Alaska Sea Otters Gain Habitat Protection

The U.S. Fish and Wildlife Service today designated 5,855 square miles of nearshore waters along the Aleutian Islands, Bering Sea, and Alaska Peninsula as critical habitat for threatened sea otters in southwest Alaska. Today’s action comes under court order resulting from a lawsuit against the Service by the Center for Biological Diversity.

"Critical habitat has a proven record of aiding the recovery of endangered species," said Rebecca Noblin, a staff attorney with the Center in Anchorage. "We are pleased that habitat for threatened Alaska sea otters will finally be protected. With the habitat protections of the Endangered Species Act now extended to sea otters in Alaska, this iconic species has a fighting chance of recovery."

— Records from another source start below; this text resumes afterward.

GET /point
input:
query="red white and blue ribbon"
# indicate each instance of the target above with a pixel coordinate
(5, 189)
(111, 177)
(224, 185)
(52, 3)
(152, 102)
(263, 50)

In August 2000, the Center petitioned the Fish and Wildlife Service – the Interior Department agency charged with protecting the nation's wildlife – to protect sea otters in southwest Alaska under the Endangered Species Act. Two lawsuits and five years later, in August 2005, sea otters in this region finally received protections provided by the Act, following population declines of up to 90 percent in many areas.

Fewer than 40,000 otters were estimated to exist in southwestern Alaska in 2005, down from more than 100,000 in the 1970s. Declines are most pronounced in the Aleutian Islands, where the population has dropped from more than 70,000 to fewer than 10,000 animals. The exact cause of the decline remains a mystery, but scientists have speculated that increased predation by killer whales may be a factor. Sea otters in the area are also threatened by proposals to open Bristol Bay in the Bering Sea to oil development, along with changes to the ecosystem brought about by global warming and overfishing.

Today's habitat designation includes all nearshore waters in the current range of the southwest Alaska population of the sea otter within 100 meters of mean high tide, waters less than two meters in depth, and kelp forests in waters less than 20 meters deep. In total, the areas making up the critical habitat equate to 5,855 square miles. While today’s designation includes critical areas for the sea otter, it fails to protect deeper waters and areas further from shore that the otter also needs to recover.